There was no answer for a moment. Maurice, full of a fresh vigor born of the discovery of the afternoon, was yet rebuked by the silence of his friend.

"Of course, Phil," he went on, "you know I don't mean anything unkind. I am no end obliged to you for taking me there this afternoon. When we go tomorrow"—

"I shall never go there again," Ashe interrupted.

"Nonsense! Why not?"

"I went to-day to say good-by to my sinful folly. I shall not go again."

A prickling irritation began to make itself felt in the mind of Maurice. Even so slight a contact with the material realities of life as this interest in the will had put him completely out of tune with the monkish mood.

"Oh, stuff, Phil!" he exclaimed. "For heaven's sake don't be so morbid.
You talk like a mediæval anchorite."

Ashe regarded him with a look of pain.

"It doesn't seem possible that this is you, Maurice."

"It is I," was the sturdy answer; "and it is I in a sane frame of mind, old fellow. Come, it's no sin to be human; and as far as I can see that's the only fault you've committed."

"Maurice," Ashe retorted in a voice of intense feeling, "have you thrown away everything that we believe? Aren't you with us any more?"

The pronoun which seemed to separate him from the company to which his friend belonged struck harshly on Maurice's ear. He felt himself being forced to define for Philip thoughts which he had thus far declined to define for himself.

"Phil," he said determinedly, "I insist that your way of looking at this whole matter is morbid; and I won't get into a discussion with you. I'm in too good spirits to let you upset them. To think I shall get my property after all."

"But our lives are devoted to poverty."

Maurice turned upon his friend, more exasperated than he had ever been with him before in the whole course of their lives.

"Look here, Phil," he declared, "if you want to be as mopish as a mildewed owl yourself, that is no reason why you should try to make me so too."

There was no response to this, and in silence they went toward the Clergy House. Just as they reached the door, Maurice turned quickly and held out his hand to his friend. Ashe grasped it so hard that it ached; and Maurice went to his room with a sigh on his lips, while in his heart he said to himself, "Poor Philip!"

Maurice went next day to see Mrs. Murphy, and for a number of days thereafter. Norah was sinking, and clung to him with pathetic tenderness. He learned not much more about the will. She was sure that it had been concealed under the false bottom of a little traveling-desk which he remembered, but beyond that she knew nothing. Maurice wrote to Mr. Burnham, the family lawyer, and the question now was, what had become of the desk? The effects of the testator had been sold at auction, but as they had been largely bought by relatives, Maurice believed that it would not be difficult to trace the missing document.

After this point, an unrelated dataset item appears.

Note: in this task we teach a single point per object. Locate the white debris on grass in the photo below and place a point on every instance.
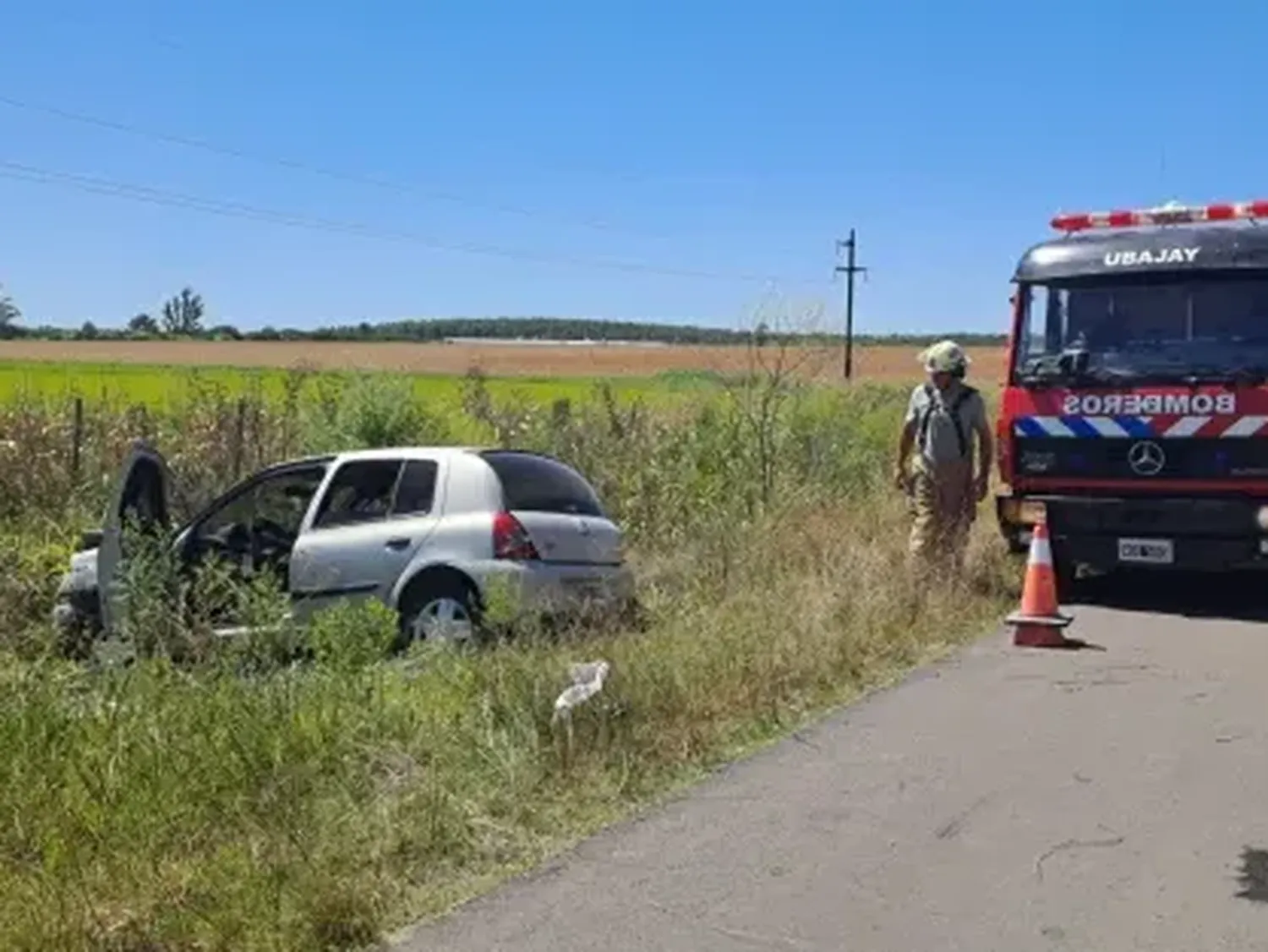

The interest and excitement of this new business so occupied the thoughts of Maurice that he almost ceased to think of religious matters. Perhaps there was more danger to his monastic profession in this indifference than in the most poignant doubt. He went through his duties at the Clergy House cheerfully because he thought little about them. They were part of the routine of life, and when the hour for recreation came he laid all that aside. He even on one occasion wrote a hurried note to Mr. Burnham in the hour for meditation, and it amazed him when he thought of it that his conscience did not protest. He reflected with a certain naive pleasure that it was possible after all to modify the strict rules of the house without suffering undue contrition afterward. The discovery might have seemed to Father Frontford a dangerous one.